Ministry is not about us and our carefully-burnished image. We are not ministerial supermodels. We are those who delight in having a team of like-minded elders at the plow with us. Jesus was the Son of God, and he gathered twelve apostles to himself, and then—this takes your breath away—he sent them out in his supernatural name to carry on the work of his gospel.

If he was not threatened by that, we should not be either. Congregational polity is so good. It is a destroyer of pride, an angel of vengeance against ministerial self-sufficiency and celebrity pastoring. Elders labor together to care for the body; the local church itself is invested by God with the authority to care for itself.

 

What are some specific ways that pastors in the local church can better prepare men for ministry?

Invest in them. Identify them. Take them out on the church’s budget for a meal each week. Read Grudem’s theology with them, discuss it for a while, pray together.

Every great leader in the Bible develops the next generation—Jesus and Paul are the preeminent examples of this, but Moses and a host of other “ministers” lay this ground in the Old Testament. With this kind of model, how can we not do the same?

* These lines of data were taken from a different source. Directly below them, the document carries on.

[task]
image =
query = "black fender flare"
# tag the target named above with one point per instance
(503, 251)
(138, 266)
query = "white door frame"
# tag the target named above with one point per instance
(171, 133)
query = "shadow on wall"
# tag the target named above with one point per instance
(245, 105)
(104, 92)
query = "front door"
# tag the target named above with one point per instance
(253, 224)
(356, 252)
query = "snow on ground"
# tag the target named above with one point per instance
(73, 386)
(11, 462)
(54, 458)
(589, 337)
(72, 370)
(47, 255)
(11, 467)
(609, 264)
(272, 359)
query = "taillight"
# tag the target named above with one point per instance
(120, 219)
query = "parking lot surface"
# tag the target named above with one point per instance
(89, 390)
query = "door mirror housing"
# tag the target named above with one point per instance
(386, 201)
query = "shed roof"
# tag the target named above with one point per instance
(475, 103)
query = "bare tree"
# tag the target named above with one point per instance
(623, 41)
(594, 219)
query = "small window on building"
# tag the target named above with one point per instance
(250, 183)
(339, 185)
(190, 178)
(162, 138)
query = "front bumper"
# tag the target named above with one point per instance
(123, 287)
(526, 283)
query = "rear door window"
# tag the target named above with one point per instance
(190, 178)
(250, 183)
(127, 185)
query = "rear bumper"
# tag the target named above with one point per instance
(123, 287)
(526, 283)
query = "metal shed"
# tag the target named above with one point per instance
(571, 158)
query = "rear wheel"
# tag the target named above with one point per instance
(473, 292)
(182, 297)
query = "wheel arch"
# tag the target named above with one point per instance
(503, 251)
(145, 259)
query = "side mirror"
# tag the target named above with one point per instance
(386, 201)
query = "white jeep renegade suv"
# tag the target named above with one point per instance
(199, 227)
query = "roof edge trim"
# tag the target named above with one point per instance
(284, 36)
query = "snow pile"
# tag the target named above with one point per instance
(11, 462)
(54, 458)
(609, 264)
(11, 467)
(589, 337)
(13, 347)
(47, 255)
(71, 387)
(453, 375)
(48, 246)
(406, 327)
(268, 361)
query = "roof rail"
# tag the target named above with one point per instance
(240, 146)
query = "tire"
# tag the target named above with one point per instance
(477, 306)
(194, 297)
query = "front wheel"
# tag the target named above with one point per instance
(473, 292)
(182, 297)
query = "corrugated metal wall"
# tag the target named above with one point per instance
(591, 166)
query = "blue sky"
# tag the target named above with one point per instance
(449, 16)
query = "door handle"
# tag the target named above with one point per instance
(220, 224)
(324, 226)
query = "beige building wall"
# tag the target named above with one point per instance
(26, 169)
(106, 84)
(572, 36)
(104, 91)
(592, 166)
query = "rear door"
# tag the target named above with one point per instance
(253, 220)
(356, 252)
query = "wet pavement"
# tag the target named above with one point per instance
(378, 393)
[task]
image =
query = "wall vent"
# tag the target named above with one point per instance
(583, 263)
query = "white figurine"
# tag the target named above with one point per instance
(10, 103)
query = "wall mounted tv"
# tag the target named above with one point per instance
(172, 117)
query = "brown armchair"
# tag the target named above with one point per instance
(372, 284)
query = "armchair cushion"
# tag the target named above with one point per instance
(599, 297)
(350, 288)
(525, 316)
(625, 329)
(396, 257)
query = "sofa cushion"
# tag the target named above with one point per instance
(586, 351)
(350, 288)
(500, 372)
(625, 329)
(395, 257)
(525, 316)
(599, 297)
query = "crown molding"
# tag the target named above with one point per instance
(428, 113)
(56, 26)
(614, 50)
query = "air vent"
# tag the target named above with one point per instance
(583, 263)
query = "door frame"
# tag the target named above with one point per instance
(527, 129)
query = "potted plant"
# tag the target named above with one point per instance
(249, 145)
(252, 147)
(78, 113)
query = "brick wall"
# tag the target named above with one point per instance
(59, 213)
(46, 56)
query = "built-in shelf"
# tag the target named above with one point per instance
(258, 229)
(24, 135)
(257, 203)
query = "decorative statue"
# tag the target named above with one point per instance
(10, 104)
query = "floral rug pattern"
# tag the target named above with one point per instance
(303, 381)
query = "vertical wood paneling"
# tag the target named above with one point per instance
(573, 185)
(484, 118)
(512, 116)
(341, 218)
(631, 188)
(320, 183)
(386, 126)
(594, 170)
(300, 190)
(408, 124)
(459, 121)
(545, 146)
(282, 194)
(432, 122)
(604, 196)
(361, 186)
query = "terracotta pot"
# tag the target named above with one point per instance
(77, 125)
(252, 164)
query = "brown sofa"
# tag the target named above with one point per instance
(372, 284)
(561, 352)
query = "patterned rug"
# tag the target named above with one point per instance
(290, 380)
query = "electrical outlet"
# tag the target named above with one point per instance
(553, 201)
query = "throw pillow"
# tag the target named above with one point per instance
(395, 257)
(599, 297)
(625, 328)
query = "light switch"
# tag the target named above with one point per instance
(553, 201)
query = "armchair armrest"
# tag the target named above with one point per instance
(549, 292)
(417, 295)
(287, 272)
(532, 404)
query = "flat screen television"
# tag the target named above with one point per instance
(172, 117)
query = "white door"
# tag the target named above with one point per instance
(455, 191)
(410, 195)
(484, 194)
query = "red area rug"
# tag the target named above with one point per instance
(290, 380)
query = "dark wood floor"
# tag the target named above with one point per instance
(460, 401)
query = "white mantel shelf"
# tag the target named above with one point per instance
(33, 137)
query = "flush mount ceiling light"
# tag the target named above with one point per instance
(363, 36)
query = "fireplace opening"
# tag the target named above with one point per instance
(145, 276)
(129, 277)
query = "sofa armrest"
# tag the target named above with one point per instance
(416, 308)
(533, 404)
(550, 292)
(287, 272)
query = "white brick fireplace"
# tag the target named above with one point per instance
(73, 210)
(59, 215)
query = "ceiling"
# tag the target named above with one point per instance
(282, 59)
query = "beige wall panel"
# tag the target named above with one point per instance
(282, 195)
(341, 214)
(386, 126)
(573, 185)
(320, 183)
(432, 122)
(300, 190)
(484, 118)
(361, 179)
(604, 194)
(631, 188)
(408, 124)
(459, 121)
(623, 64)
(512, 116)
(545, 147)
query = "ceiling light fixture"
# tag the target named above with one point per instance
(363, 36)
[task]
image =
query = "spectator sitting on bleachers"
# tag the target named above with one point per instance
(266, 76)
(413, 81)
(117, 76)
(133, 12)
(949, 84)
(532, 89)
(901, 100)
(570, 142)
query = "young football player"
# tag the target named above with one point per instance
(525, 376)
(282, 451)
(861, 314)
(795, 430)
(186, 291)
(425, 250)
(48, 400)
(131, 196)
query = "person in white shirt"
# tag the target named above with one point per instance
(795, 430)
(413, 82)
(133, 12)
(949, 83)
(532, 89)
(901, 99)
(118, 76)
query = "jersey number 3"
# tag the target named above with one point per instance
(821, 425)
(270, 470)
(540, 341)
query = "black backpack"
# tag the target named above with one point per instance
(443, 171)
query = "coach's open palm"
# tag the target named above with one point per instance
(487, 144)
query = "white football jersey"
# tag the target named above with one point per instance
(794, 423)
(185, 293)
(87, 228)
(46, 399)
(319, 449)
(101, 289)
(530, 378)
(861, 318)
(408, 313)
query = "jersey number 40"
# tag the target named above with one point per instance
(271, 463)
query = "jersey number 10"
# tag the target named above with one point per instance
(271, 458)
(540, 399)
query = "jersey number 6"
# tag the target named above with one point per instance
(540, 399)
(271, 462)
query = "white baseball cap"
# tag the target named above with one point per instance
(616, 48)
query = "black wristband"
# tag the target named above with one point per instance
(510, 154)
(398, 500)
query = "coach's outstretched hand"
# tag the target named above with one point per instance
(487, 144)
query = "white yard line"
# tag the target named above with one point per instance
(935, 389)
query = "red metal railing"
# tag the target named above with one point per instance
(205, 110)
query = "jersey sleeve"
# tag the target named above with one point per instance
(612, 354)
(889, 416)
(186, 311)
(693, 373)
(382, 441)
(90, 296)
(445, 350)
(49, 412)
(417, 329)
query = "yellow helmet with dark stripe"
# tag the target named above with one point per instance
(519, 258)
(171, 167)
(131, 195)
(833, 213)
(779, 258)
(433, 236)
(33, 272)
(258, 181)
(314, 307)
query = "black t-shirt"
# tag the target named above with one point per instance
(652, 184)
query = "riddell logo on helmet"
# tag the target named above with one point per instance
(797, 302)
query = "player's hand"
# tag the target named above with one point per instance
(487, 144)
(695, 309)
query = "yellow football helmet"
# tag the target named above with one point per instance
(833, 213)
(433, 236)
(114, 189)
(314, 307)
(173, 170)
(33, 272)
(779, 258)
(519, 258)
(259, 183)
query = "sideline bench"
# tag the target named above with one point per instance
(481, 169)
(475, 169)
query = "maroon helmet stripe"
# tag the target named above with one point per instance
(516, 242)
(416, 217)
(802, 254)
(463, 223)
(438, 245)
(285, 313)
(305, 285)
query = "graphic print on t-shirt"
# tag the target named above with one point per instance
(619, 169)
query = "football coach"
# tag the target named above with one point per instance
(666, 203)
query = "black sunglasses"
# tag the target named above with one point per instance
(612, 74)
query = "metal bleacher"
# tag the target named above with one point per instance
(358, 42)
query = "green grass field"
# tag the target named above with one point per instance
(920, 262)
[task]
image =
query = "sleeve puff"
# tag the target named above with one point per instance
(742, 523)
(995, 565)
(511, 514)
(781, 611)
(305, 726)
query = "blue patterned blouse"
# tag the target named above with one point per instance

Pastors should focus on two major things in training men: 1) fashioning their character according to the elder qualifications of 1 Timothy 3 and Titus 1 and 2) shaping their doctrine and ecclesiology. Lead your church to invest heavily in training future pastors. I saw this under my pastor, Dever, CHBC; under my pastor, Mike Bullmore, at Crossway Community Church in Kenosha, WI; I see it now at Kenwood Baptist Church in Louisville as Jim Hamilton and Denny Burk give sacrificially of their time to train the many, many seminary students who have flocked to the church. It’s a beautiful thing. A bell rings in heaven when a pastor takes a young man out for coffee, counsels him, challenges him to kill sin, and looks him in the eye and says, “Bro, you’re doing well. Keep pushing ahead in Jesus.”

 

A lesser known fact about you is that you occasionally moonlight as a rap artist. Do you have a stage name and does the seminary community at Southern know about this?

Yes, my sterling rap career has included many global hits, including “Boyce Anthem,” which reached #2 on the Billboard Hot 100 and led to a lucrative side gig in Belgium. I jest. Actually, few people outside of my family have heard my raps. My old rap handle was Crosswords.

In total seriousness, I am in talks with a veteran producer about a new album. It’s taking a while, because I just wrote a book on Chuck Colson and the semester has started and CBMW is cranking to level 10. But it will be dropping. When it does, it will be…I was going to say “epic,” but I just realized that was not true, and so I will say, “hopefully not so mediocre that it ends my teaching career.”

There you go: the marketing campaign for my EP, coming (hopefully) in Spring 2015: “It will be hopefully not so mediocre that it ends Strachan’s teaching career!” Look out rap world. I’m gunning for you.